So that was interesting at the time. So what what do you do in a pen test typically, you know, I, I would always say define what threat you’re talking about right. What is the perceived threat. Are you talking about the PLA or the Russians or script kiddies. And we’ll kind of scope it accordingly. We’re going to conduct some kind of reconnaissance footprinting.
We’re going to go find out what’s out there. Now, a lot of this stuff in 2025, I would say you just give it to us like we’re going to get it anyway. So just give it to us instead of, you know, an outside attacker with no knowledge. I’m an outside attacker with some knowledge because it makes it cheaper, I should say less expensive.
Some scanning manual testing, particularly in the app world. I mentioned the DARPA test. We also did a tremendous amount of testing for one of the major cloud providers. And you know what the test coverage was for automated tools for their environment? Almost zero. So like what we did for every test was the first two days were whiteboarding and then threat modeling to find out where surface area even existed before we ran anything.
So. So the more sophisticated, unique you have environments, the more likely you’re going to have to spend more time thinking than scanning. If that makes sense, then exploitation that’s fallen out of vogue, by the way. You know, now, I assume if I got have a higher critical, I assume that I could get in in the early days, we’d have to prove that we got in by putting an image or something on somebody’s web servers.
And in our case, at Trident Data Systems. It was a Barney image.
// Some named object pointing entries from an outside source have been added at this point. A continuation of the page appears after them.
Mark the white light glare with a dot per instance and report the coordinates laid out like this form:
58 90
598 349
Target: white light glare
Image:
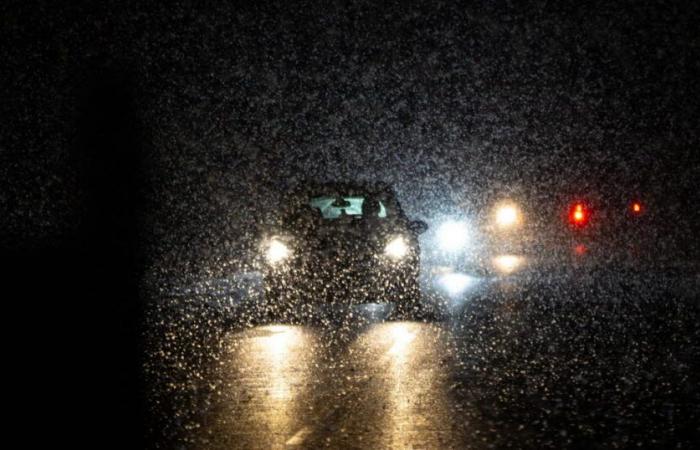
456 283
452 236
276 252
396 248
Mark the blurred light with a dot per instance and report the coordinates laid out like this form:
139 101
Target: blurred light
402 334
276 252
507 216
578 214
456 283
452 236
396 248
507 263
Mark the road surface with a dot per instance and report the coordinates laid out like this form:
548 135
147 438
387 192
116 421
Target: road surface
570 363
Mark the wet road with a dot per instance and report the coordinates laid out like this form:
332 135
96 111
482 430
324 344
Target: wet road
584 364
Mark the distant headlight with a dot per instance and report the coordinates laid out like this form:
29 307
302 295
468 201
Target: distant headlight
397 248
277 251
507 216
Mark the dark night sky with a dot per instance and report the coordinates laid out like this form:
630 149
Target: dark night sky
447 103
139 139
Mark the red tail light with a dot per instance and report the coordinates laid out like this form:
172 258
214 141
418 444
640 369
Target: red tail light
579 214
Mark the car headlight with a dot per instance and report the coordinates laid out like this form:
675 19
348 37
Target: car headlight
277 251
397 248
507 216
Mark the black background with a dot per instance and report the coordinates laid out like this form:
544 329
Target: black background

We had a, you know, a tilde Barney dot jpeg. We put on everybody’s root directory in their web server just to prove that we could do it. Now, the chance of disruption like that’s less in vogue. And then reporting and remediation. And one of the trends now is less reporting.
You know I don’t need to think report anymore. I really need the quick and dirty, done. So we’re looking for coding flaws that, that look like that injection flaws, cross-site scripting. Misconfigurations. The one thing that I will say over again, the last ten years is the most egregious. The top ten scariest vulnerabilities we found were not misconfigurations or even coding flaws.
They weren’t SQL injections. They were the crazy architectural flaws where somebody trust an input. Our trust in API input or, you know, you can traverse client data because of the way you implemented off on the server. So a lot of this stuff is again looking at it Misconfigurations mistakes. Oh, we open up a TCP port. We forgot to close it out or we wrote code wrong way.
But the real scary ones are the architectural ones. The ones that you won’t get with any automation. Hints. Back to the manual testing. And there’s a theme here. And the good news is, if you do it over, you can rinse and repeat and do it continue. So there are some strengths to penetration testing obviously. Right. I mean you can find stuff before the bad guys do.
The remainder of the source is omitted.